Clue | Where Everything Is For Free|richblogs33.com

Where Everything Is For Free|richblogs33.com



June 28, 2010

The Big Question

I agree that this question falls under the category of “everyone knows” what it means. But then you’re forced to ask yourself just far do you want to live your life based on the presumption that “everyone” will know what you “mean” even, and perhaps especially, when what you “mean” isn’t what you actually “said” at all.

So for example, “everyone knows” that guys lie when they say “Yes, baby, I’ll respect you in the morning.” Sure, it’s the stuff of a running joke these days, but it’s still a lie. And when asked what I wanted to “be,” at no point did anyone mean anything else other than what I wanted to do in order to earn money.

So that rather innocuous question became my first lesson in real-world semantics and introduced me to the games–some plain silly, some carrying very serious consequences–I would have to endure once I did start “working for a living”.

Even that previous phrase, “working for a living,” falls under the category of “everyone knows” what it means. Only that’s not really true, nor accurate, at all.

After nearly sixty employers, I and most others do indeed “work” for the purpose of earning money to make our way through life. I have, however, known many who do indeed “live to work”. Their careers and occupations are indeed their very reason to take up space on this planet.

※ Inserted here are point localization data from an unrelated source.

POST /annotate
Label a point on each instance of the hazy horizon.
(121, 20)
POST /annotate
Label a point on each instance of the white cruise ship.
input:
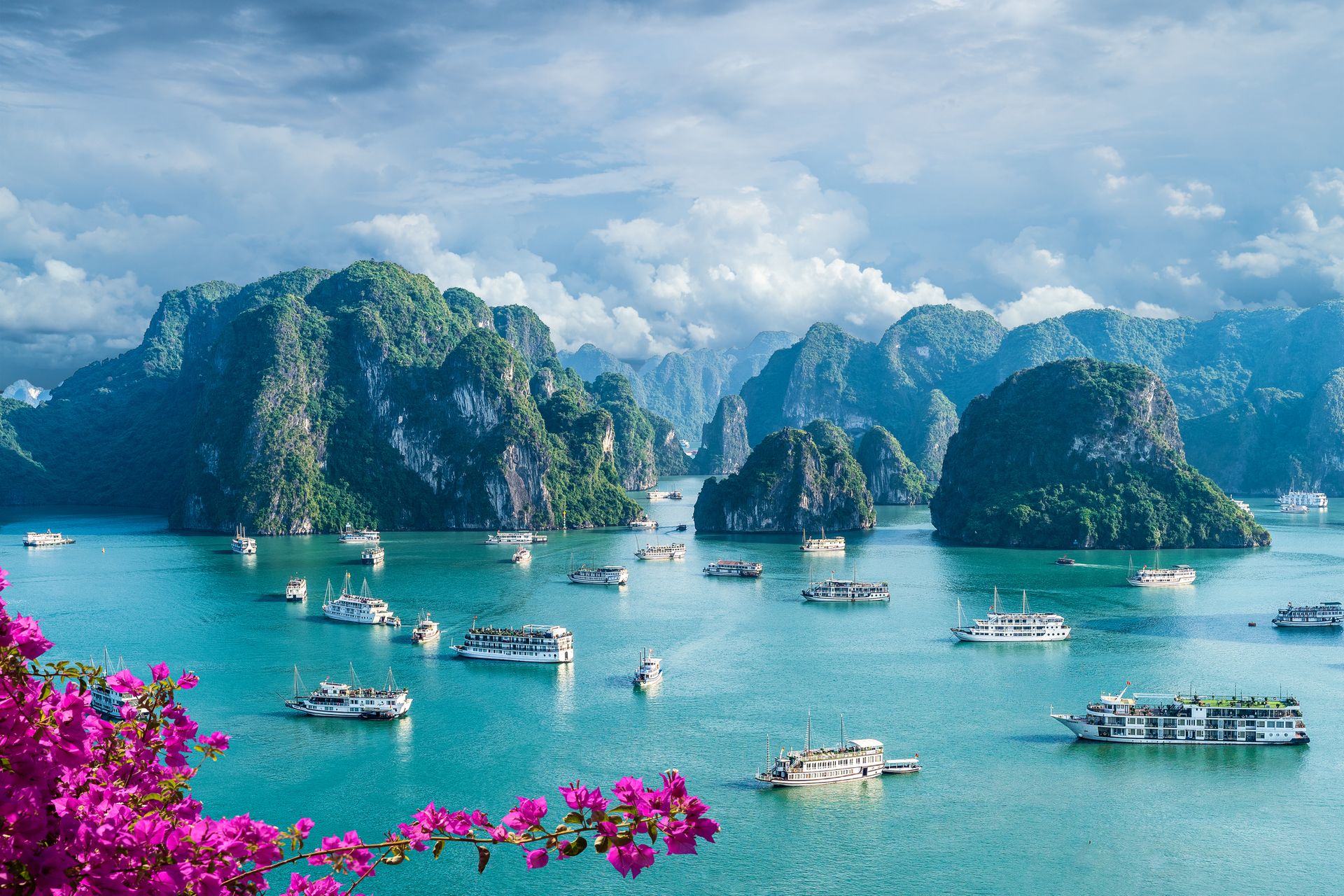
(1310, 500)
(353, 701)
(1323, 615)
(425, 630)
(847, 592)
(742, 568)
(48, 539)
(515, 538)
(809, 767)
(360, 608)
(822, 545)
(598, 575)
(1012, 628)
(359, 536)
(650, 672)
(1176, 719)
(1147, 578)
(242, 545)
(530, 644)
(662, 552)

And when these two diametrically opposed convictions clash, it makes working a living hell.

So the simple truth, the real answer to that question was this:

“When I grow up I want to be a reasonably good, decent, and civil man who is going to do the best he can for himself, his family and friends, one who tries to leave the world just a wee-bit better than I found it.”

You see, to this very moment I have no clue what I want to do in order to earn money when I grow up simply because I never, in that sense of the word, grew up. Since I’d been a young lad, I’d been watching those who were “grown up” and it was as if they were older than what the calendar said. They were tired of and tired from the stuff of their lives–most of which was consumed by their jobs, their careers, their occupations–and there was no passion left for anything else.

As Ally Sheedy’s character says in The Breakfast Club: “When you get old, your heart dies.”

And so began the dilemma which has lasted all of my “working life,” the observation and participation in a war that takes place on a battleground called “the workplace”. This war has the fancy name of “business ethics” and it’s the conflict between what employers want and expect us to be tossed into the arena with what we are actually paid to do.

“Business ethics” is the greatest of all oxymorons.